Seven African nations addressed the GA, all calling for an end to the embargo.
“Embargoes and blockades were an antiquated means of warfare and there was currently a multitude of options for peacefully resolving differences in the international community in a humane way,” stated Tanzania’s Ambassador Augustine P. Mahiga.
Ambassador Boniface G. Chidyauskiu of Zimbabwe, said Cubans like their Zimbawean counterparts, had been “bombarded by propaganda broadcasts by radio, the aim of which had been to incite the population to effect regime change.”
Cuba offered assistance to many developing nations in the areas of health, education and biotechnology, South Africa’s Ambassador Dumisani S. Kumalo said. “The embargo that was designed to stifle the everyday lives of the Cuban people has instead produced a contribution by Cuba to the betterment of the lives of other people around the world,” he stressed. Amb. Kumalo also noted Cuba’s contributions to his own nation’s freedom and democracy in the fight against apartheid.
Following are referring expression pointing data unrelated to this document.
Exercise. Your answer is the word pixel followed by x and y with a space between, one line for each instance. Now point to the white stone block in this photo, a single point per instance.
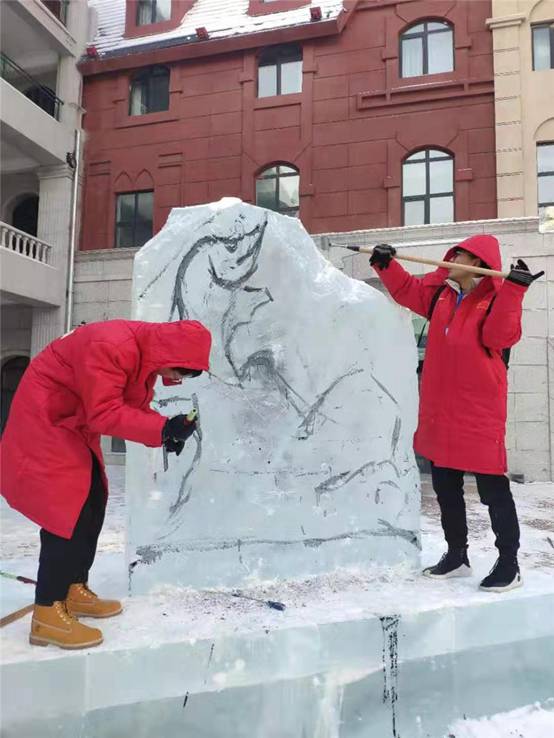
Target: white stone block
pixel 529 351
pixel 532 436
pixel 532 406
pixel 534 323
pixel 528 379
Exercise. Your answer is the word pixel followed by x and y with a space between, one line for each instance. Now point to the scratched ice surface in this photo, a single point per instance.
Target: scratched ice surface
pixel 303 458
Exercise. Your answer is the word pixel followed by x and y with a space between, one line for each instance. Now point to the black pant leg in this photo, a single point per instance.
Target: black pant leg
pixel 65 561
pixel 494 491
pixel 96 521
pixel 449 488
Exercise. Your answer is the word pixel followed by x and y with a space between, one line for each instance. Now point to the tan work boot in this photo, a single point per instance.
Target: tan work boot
pixel 54 625
pixel 83 602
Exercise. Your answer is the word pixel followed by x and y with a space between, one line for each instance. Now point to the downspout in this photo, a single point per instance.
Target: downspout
pixel 73 232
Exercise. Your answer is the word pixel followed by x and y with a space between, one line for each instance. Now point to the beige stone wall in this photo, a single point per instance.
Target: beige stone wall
pixel 103 291
pixel 524 103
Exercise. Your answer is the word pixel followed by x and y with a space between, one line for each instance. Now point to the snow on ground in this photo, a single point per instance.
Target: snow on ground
pixel 336 596
pixel 531 721
pixel 171 612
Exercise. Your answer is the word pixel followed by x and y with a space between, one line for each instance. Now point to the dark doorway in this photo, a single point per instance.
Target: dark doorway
pixel 25 215
pixel 12 371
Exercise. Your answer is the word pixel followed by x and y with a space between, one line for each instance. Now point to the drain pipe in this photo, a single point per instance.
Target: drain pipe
pixel 73 232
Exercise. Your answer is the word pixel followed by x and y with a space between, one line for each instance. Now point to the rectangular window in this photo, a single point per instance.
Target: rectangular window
pixel 280 71
pixel 149 91
pixel 543 46
pixel 441 52
pixel 412 57
pixel 153 11
pixel 545 174
pixel 133 219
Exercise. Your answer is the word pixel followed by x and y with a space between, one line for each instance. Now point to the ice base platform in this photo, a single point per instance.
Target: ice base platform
pixel 390 655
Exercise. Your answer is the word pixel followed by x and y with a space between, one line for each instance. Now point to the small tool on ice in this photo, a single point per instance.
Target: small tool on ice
pixel 191 418
pixel 17 577
pixel 269 603
pixel 13 616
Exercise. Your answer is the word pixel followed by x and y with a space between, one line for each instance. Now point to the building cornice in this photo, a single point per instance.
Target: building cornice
pixel 506 21
pixel 176 50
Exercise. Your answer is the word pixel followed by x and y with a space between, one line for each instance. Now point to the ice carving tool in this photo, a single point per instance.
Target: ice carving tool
pixel 13 616
pixel 239 595
pixel 17 577
pixel 433 262
pixel 191 418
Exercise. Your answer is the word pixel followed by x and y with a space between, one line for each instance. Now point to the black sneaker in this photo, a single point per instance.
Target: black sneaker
pixel 454 563
pixel 503 576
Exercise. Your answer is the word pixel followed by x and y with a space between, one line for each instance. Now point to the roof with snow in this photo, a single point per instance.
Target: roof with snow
pixel 221 18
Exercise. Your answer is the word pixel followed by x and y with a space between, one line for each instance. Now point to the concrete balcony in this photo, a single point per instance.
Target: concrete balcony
pixel 49 21
pixel 26 272
pixel 29 128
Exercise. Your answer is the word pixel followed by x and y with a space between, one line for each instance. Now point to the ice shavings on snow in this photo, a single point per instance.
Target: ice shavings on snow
pixel 531 721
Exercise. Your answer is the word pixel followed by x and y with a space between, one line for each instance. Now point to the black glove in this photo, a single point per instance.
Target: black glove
pixel 178 428
pixel 172 446
pixel 520 274
pixel 382 255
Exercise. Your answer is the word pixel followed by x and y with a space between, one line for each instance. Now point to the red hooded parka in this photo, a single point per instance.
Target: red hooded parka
pixel 462 410
pixel 98 379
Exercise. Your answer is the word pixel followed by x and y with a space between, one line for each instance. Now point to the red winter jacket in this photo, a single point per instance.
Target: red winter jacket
pixel 98 379
pixel 462 410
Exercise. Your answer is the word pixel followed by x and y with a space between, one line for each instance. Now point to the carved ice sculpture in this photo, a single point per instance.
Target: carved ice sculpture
pixel 303 458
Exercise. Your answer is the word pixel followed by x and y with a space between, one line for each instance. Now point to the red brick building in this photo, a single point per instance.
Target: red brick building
pixel 377 113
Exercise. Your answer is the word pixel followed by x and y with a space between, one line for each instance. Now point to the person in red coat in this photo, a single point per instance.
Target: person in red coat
pixel 462 411
pixel 98 379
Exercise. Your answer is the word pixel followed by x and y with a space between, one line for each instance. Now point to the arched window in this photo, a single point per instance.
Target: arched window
pixel 427 48
pixel 12 371
pixel 277 188
pixel 280 70
pixel 149 91
pixel 25 215
pixel 545 173
pixel 428 187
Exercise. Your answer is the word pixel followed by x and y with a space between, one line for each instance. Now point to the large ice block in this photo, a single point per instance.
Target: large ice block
pixel 303 458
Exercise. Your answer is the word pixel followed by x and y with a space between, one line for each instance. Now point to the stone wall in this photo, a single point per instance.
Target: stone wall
pixel 103 291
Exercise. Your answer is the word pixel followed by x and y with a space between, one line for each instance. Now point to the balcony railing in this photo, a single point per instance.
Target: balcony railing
pixel 58 8
pixel 30 87
pixel 22 243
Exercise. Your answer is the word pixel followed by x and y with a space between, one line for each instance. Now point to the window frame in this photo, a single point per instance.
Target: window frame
pixel 281 59
pixel 543 174
pixel 428 196
pixel 536 27
pixel 127 224
pixel 425 46
pixel 145 76
pixel 153 13
pixel 292 211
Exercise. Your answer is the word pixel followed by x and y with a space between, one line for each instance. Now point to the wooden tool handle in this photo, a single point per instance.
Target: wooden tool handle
pixel 7 619
pixel 445 264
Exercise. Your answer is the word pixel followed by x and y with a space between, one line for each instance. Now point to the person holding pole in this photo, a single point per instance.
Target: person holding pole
pixel 98 379
pixel 474 319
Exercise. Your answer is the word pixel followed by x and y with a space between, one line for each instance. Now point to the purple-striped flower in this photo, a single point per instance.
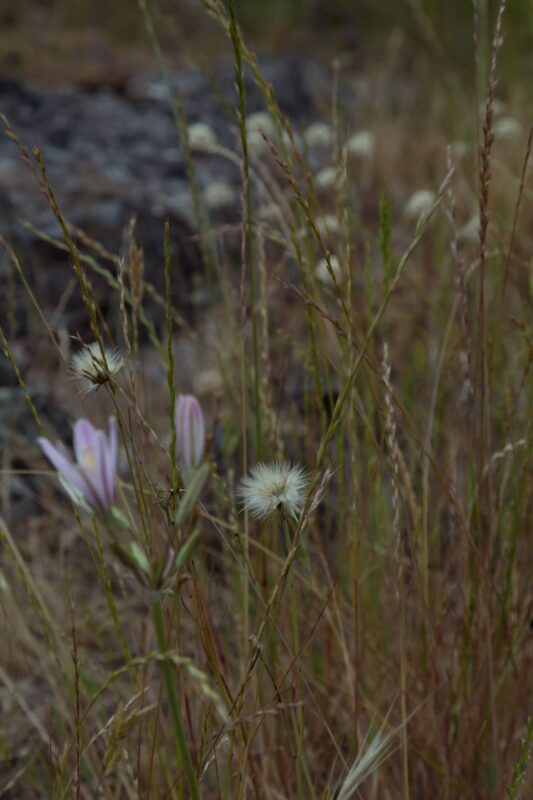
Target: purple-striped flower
pixel 92 477
pixel 190 433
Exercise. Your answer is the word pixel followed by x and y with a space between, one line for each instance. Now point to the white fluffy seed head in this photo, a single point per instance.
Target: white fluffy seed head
pixel 274 487
pixel 92 369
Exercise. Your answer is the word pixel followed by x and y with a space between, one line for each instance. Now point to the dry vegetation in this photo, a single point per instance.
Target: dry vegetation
pixel 378 643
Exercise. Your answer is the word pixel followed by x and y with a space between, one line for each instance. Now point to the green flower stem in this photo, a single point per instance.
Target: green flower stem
pixel 182 748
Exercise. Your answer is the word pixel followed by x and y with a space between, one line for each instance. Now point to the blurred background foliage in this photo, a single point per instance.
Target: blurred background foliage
pixel 359 30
“As we speak, back in Cuba our people are following with both intent and hope the decision that you make. They do so recalling Fidel’s [Pres. Castro] remarks: “Never had a nation such sacred things to defend or such profound convictions for which to fight,” stated Mr. Roque as he brought his speech to a close.
“I will now conclude recalling the words by Jose Marti, Apostle of Cuba’s independence,” stated Mr. Roque. “He who rises with Cuba today will be rising for all time to come.”
“Freedom to the five Cuban heroes, fighters against terrorism and political prisoners in U.S. jails!” he exclaimed.
Then pumping his fist in the air, he said, “I do have the legitimate right to say: “Viva Cuba Libre!” (Long Live Free Cuba!).